The Central Bank of the UAE (CBUAE) reported that money supply aggregate M1 rose 1.0% to Dh1.02 trillion at the end of June, up from Dh1.01 trillion at the end of May, driven by Dh1.7 billion in additional currency in circulation outside banks and Dh8.9 billion in increased monetary deposits.
M2 rose 2.3% to Dh2.53 trillion, supported by the elevated M1 and a Dh46.6 billion increase in quasi-monetary deposits.
M3 climbed 1.7 to Dh2.9 trillion, as the M2 gain outweighed a Dh7.7 billion decline in government deposits.
The monetary base increased 2.8%, to Dh860 billion. That rise was led by a 6.8% increase in the reserve account and a 61.2% jump in banks’ and OFCs’ current and overnight deposits at the central bank, offsetting declines in issued currency (down 0.4%) and monetary bills and Islamic certificates (down 14.0%).
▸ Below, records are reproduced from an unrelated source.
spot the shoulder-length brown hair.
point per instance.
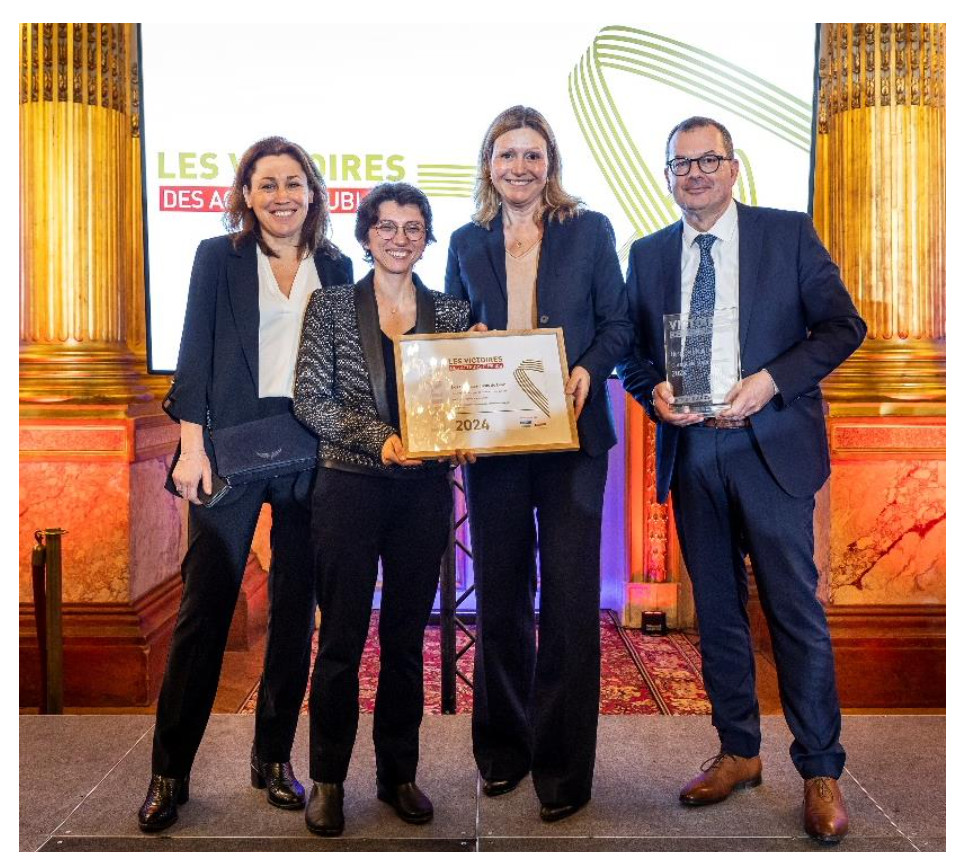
(556, 202)
(239, 219)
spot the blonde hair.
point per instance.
(556, 202)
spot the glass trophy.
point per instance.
(698, 388)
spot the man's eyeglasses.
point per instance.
(414, 231)
(709, 164)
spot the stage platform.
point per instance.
(82, 779)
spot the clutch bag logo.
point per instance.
(528, 387)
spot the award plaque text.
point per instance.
(493, 392)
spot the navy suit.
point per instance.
(217, 372)
(539, 711)
(752, 490)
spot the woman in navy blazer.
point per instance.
(253, 282)
(534, 257)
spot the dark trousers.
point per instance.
(537, 708)
(219, 542)
(357, 519)
(728, 504)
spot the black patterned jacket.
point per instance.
(339, 388)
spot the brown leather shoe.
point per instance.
(721, 775)
(826, 818)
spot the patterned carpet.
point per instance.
(639, 674)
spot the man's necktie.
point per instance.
(697, 358)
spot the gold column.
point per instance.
(81, 251)
(880, 208)
(880, 203)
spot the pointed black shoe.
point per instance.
(325, 809)
(494, 788)
(409, 802)
(283, 790)
(557, 812)
(160, 806)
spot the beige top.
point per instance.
(522, 273)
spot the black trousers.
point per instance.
(537, 708)
(728, 504)
(219, 542)
(358, 519)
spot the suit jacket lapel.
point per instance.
(494, 243)
(749, 257)
(671, 282)
(426, 321)
(243, 290)
(369, 332)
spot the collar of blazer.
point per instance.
(243, 292)
(369, 331)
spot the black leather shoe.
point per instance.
(494, 788)
(325, 809)
(283, 790)
(557, 812)
(160, 806)
(409, 802)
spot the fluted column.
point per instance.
(880, 208)
(880, 202)
(81, 282)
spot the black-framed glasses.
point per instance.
(414, 231)
(708, 164)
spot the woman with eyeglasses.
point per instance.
(372, 502)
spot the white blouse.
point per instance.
(282, 318)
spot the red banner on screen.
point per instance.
(344, 199)
(193, 199)
(211, 199)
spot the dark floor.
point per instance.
(83, 777)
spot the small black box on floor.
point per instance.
(654, 624)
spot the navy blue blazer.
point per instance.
(579, 289)
(217, 368)
(795, 319)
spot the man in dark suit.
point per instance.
(744, 480)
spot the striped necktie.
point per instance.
(697, 358)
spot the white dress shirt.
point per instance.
(282, 318)
(724, 254)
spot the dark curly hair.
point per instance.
(239, 219)
(399, 193)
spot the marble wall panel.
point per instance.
(888, 532)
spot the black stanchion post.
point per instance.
(38, 567)
(449, 660)
(54, 604)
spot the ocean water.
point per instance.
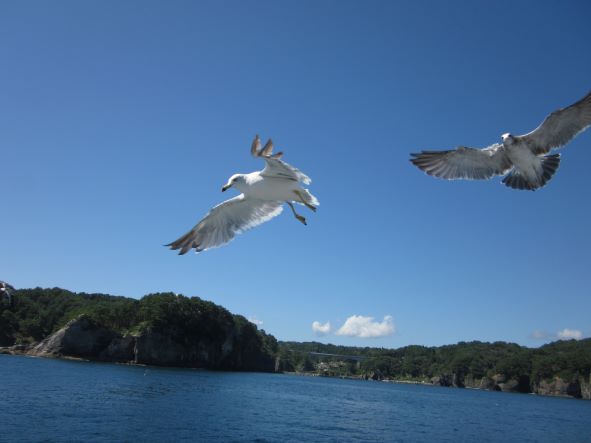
(43, 400)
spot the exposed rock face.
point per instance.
(84, 338)
(561, 388)
(81, 337)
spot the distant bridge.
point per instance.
(344, 357)
(326, 354)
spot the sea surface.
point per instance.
(45, 400)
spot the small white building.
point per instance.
(6, 292)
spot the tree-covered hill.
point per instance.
(499, 365)
(203, 333)
(174, 330)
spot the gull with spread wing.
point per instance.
(522, 157)
(262, 198)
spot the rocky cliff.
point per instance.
(87, 339)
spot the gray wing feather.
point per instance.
(279, 169)
(275, 167)
(224, 221)
(560, 127)
(464, 163)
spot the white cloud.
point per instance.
(365, 327)
(255, 320)
(567, 334)
(321, 329)
(539, 335)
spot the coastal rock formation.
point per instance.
(81, 337)
(558, 387)
(85, 338)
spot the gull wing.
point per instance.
(224, 221)
(466, 163)
(275, 167)
(279, 169)
(560, 127)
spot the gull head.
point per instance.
(236, 180)
(508, 139)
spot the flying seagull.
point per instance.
(262, 198)
(522, 157)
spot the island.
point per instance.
(167, 329)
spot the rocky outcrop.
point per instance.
(81, 337)
(85, 338)
(559, 387)
(497, 382)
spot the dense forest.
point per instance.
(462, 364)
(30, 315)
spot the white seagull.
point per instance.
(522, 157)
(262, 198)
Gross banks’ assets rose 1.9% to Dh4.97 trillion, up from Dh4.87 trillion. Gross credit increased 1.8% to Dh2.33 trillion, with Dh22.5 billion in domestic credit growth (driven by a 2.1% increase to the private sector and 4.6% to non-bank financial institutions) and Dh18.4 billion in foreign credit. Credit to the government sector fell 0.4%, and to government-related entities by 2.3%.
Deposits trend higher
Banks’ total deposits rose 0.9% to Dh3.04 trillion. Resident deposits grew 1.7% to Dh2.78 trillion, while non-resident deposits fell 7.2% to Dh257.2 billion. Within resident deposits, private sector deposits rose 1.7%, deposits by government-related entities rose 2.3%, and non-banking financial institutions posted a 26.7% increase; government sector deposits declined 1.6%.